Do you think that music is cosmopolitan or that being from Australia somehow makes you sound different from a European or an American musician?
I find this question very difficult to answer! Certainly, time, place, surroundings, other musicians, opportunities, landscape, lifestyle, etc. will have an effect on the music that is made, and perhaps these nuances are audibly perceptible on some level. Sometimes I can pick where music comes from, but other times, not. The answer is not clear to me…
Pandemic has hit the world badly, and artists are having hard times everywhere. What are your next projects?

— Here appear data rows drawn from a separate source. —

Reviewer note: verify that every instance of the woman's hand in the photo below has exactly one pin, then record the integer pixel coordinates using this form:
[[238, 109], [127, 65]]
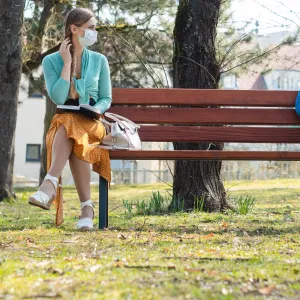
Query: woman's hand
[[64, 51]]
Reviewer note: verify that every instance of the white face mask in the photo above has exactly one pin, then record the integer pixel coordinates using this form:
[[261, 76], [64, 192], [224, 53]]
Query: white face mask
[[89, 38]]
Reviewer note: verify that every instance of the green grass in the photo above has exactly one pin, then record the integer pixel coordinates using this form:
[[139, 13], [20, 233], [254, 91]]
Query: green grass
[[170, 256]]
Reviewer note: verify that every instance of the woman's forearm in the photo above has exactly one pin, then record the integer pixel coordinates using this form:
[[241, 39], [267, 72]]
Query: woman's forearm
[[66, 72]]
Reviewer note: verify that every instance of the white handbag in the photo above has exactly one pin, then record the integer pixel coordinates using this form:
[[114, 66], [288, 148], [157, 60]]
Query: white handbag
[[122, 134]]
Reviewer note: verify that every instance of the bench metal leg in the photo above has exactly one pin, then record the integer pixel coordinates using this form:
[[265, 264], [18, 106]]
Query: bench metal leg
[[103, 203]]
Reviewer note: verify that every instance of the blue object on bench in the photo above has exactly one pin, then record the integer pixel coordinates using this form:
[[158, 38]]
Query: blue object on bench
[[103, 203]]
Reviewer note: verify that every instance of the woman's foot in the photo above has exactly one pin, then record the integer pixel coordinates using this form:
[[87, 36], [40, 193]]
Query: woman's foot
[[87, 212], [85, 222]]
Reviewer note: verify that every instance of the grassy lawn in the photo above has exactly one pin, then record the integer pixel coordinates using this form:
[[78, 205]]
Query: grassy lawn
[[170, 256]]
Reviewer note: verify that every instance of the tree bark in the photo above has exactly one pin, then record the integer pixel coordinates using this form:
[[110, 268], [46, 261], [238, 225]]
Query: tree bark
[[11, 21], [50, 111], [195, 66]]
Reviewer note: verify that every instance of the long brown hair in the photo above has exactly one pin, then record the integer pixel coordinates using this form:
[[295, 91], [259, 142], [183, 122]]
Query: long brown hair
[[77, 16]]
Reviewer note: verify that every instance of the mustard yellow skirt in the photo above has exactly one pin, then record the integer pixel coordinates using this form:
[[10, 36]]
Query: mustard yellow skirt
[[84, 132]]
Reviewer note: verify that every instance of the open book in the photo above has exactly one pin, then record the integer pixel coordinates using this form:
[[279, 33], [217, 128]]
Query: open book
[[85, 109]]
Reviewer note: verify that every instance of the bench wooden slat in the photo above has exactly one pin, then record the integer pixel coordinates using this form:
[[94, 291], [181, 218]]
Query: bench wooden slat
[[233, 116], [219, 134], [198, 97], [206, 155]]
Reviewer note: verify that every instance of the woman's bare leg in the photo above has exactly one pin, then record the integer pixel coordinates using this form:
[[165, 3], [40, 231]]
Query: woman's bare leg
[[82, 176], [61, 150]]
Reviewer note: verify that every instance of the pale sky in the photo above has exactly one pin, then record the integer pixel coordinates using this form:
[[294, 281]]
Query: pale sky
[[273, 15]]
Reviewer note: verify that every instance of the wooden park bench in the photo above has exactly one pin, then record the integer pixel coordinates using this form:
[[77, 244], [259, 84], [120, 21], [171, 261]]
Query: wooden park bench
[[243, 114]]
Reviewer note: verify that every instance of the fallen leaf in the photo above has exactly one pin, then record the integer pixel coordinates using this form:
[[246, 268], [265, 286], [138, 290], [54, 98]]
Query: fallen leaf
[[208, 236], [94, 268], [191, 270], [224, 225]]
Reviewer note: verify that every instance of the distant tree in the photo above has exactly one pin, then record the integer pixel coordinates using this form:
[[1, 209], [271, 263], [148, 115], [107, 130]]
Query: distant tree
[[11, 20]]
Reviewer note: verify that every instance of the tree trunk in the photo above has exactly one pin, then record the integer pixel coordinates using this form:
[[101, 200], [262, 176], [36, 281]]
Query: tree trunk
[[195, 66], [11, 20], [50, 111]]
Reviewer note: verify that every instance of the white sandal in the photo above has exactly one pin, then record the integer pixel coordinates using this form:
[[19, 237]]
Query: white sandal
[[40, 198], [86, 224]]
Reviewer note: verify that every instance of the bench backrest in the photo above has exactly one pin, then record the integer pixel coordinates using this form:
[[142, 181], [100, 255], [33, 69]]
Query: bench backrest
[[249, 116]]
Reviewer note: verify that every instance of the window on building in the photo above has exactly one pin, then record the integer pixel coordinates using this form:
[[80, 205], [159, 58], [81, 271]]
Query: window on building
[[33, 152]]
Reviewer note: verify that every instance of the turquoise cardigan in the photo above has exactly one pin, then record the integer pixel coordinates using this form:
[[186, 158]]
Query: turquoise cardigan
[[95, 79]]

I am fortunate: here in Australia we are currently not in lockdown and have virtually no community spread, so the small gigs have been back running since last November (with only a few blips), and I have been able to compose and start some new bands, with plans to do both live and studio recordings later this year (if everything stays well…). There are a few recordings that were made pre-March 2020 that are yet to be released but are scheduled to come out this year. Unfortunately, no travel plans are being made, with the exception of a few small ones within Australia. I had some exciting international projects and plans lined up before the pandemic hit, but they will have to wait for now. I’m hoping the day isn’t too far away when we can resume that sort of activity. I am enjoying the relative quiet though, it’s been valuable to rest and recuperate and dream of new music and collaborations and spend time with my family. That has been the positive for me.
I’m wishing everyone peace and good health, and I look forward to the time when we can be together again, but in the meantime, I’m very grateful for the internet!